L’exercice est à la hauteur de la rigueur de l’artiste, les perfectionnistes le poussant bien au-delà de la tolérance moyenne et découvrant dans les lèvres déshydratées, les taches oculaires exposées, les acnés purulentes, les grains de beauté factices et les pores débordant de fond de teint surappliqué, la version de la personne figée par l’objectif et éclatée sur un moniteur LCD qu’elle-même n’avait pas nécessairement anticipée. Dans quel but? Dans le but de produire une oeuvre artistique certes originale, mais tout aussi capable de revigorer l’appréciation d’une personne pour elle-même, de lui donner une nouvelle perspective capable de réorienter le paradigme de sa vie. 

Un portrait, un vrai, plus qu’un pari, est donc une promesse. Sa non-tenue peut s’oublier sans grands heurts depuis que le digital en facilite la suppression. Son accomplissement, cependant, est potentiellement transformateur et revitalisant. Certains modèles le comprennent instantanément et reviennent faire honneur à l’artiste témoin de leur renouvellement. D’autres, plus nombreux, ne disent mot, trop plongés dans les délices d’eux-mêmes pour se souvenir du chef qui les a concoctés ou trop consumés par leur besoin permanent de comparaison avec autrui pour apprécier l’effort de création qui leur a été consacré individuellement.

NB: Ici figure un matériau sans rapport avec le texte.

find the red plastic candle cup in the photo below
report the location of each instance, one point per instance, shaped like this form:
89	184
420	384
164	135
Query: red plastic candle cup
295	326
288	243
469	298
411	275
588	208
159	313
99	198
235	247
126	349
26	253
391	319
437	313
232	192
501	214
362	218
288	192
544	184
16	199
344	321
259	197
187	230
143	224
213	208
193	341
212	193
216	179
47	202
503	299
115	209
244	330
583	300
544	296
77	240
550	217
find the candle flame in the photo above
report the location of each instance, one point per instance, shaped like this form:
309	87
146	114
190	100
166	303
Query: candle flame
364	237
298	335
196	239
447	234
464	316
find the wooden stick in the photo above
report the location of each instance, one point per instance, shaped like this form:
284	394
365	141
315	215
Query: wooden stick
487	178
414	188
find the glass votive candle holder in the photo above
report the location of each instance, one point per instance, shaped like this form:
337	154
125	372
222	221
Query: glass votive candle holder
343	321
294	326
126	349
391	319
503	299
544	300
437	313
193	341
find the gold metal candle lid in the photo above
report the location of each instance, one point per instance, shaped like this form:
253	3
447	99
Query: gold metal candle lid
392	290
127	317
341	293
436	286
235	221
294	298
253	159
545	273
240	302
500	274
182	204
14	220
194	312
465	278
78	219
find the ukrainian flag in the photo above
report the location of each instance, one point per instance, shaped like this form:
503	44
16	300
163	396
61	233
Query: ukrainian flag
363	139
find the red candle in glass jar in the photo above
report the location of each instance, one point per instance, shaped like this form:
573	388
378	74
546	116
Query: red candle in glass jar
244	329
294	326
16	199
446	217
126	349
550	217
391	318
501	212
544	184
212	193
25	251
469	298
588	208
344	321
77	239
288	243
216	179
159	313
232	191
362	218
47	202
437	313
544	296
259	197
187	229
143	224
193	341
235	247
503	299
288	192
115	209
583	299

L’artiste, pourtant, reste redevable à cette quête permanente du moment. Il apprécie chaque facette de ce devoir de soumission et reconnaît bien vite que cette capacité à la dévotion s’acquiert difficilement par l’entraînement. Il comprend donc, à terme, qu’il a peu de chance de devenir portraitiste en s’exerçant à l’être, comme il le croyait initialement. Parce qu’on ne devient pas photographe. On nait photographe. Tout simplement.